Hice esta macro PERO me da valor 0 (cero) o valor nulo ( ).
Please help!

Dim x As String
*x = Range("A3")*
    Selection.AutoFilter Field:=1
    Selection.AutoFilter Field:=1, Criteria1:=*Range("A3").Value*, Operator:=xlAnd


----------



## galileogali (Jan 5, 2007)

Prueba con esto:

Private Sub Worksheet_Change(ByVal Target As Range)

If Target.Address <> "$E$1" Then Exit Sub
Filtrar


End Sub

Sub Filtrar()

    Range("a2").CurrentRegion.AutoFilter Field:=1, Criteria1:=[e1]
End Sub

Galileogali


----------



## josevaldesv (Jan 22, 2007)

trabaja muy bien. Gracias!!!


----------



## Greg Truby (Jan 22, 2007)

He leido esto como cinco veces y todavía no logro comprender ¿qué es la diferencia entre el comportamiento normal y lo que usted escribió?

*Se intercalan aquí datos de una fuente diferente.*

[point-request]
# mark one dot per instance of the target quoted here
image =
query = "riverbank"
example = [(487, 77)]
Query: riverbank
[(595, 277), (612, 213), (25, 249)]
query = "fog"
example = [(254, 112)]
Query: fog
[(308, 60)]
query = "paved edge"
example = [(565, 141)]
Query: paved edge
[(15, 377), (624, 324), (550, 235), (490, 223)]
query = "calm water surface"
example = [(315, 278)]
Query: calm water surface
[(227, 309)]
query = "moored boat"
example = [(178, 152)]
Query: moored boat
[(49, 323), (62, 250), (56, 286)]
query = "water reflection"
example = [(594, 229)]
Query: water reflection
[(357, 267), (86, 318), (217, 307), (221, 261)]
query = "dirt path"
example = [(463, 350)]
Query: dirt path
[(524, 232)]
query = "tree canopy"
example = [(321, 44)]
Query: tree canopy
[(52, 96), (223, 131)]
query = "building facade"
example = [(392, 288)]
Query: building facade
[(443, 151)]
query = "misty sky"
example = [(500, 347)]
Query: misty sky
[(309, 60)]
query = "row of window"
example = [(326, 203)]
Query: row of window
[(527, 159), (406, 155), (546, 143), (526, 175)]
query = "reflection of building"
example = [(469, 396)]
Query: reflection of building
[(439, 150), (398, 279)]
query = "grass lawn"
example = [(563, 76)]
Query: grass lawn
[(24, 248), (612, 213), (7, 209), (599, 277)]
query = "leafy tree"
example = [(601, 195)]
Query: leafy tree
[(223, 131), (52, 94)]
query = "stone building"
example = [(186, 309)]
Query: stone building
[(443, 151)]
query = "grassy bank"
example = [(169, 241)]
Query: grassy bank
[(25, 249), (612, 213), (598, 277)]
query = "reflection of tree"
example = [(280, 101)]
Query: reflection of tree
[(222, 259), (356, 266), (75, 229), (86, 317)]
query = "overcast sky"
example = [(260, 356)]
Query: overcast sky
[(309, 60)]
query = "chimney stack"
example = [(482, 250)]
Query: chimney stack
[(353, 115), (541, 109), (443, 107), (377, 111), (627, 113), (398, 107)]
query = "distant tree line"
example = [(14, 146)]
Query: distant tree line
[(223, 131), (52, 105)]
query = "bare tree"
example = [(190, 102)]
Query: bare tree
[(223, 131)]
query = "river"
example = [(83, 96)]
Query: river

> En el dropdown menu tengo 1,2,3,4 y 5, y quiero que al seleccionar uno de ellos, la columna A (que ya tiene activo el autofiltro) se filtre por ese dato.
> -josevaldesv


¿Cómo llegó Gali a proveer la solución que él hizo - que indica José que funciona - tampoco logro entender?


----------



## galileogali (Jan 29, 2007)

Que tal GREG, volvi ayer de unas vacaciones que me tuvieron alejado de mrexcel y www.exceluciones.com.
Mira yo interprete que lo que buscaba JOSE  era seleccionar un VALOR (p. ej en E1 (sin repetidos) y que trabaje AUTOFILTRO via una macro.
Eso fue lo que interpreté


----------



## josevaldesv (Mar 2, 2007)

Es correcto Gali y Greg...
Eso era lo que yo quería hacer, y según recuerdo, simplemente había yo omitido poner .*value *al final de la toma de valor en la variable.

PD: Perdón por no contestar a este mensaje antes.


----------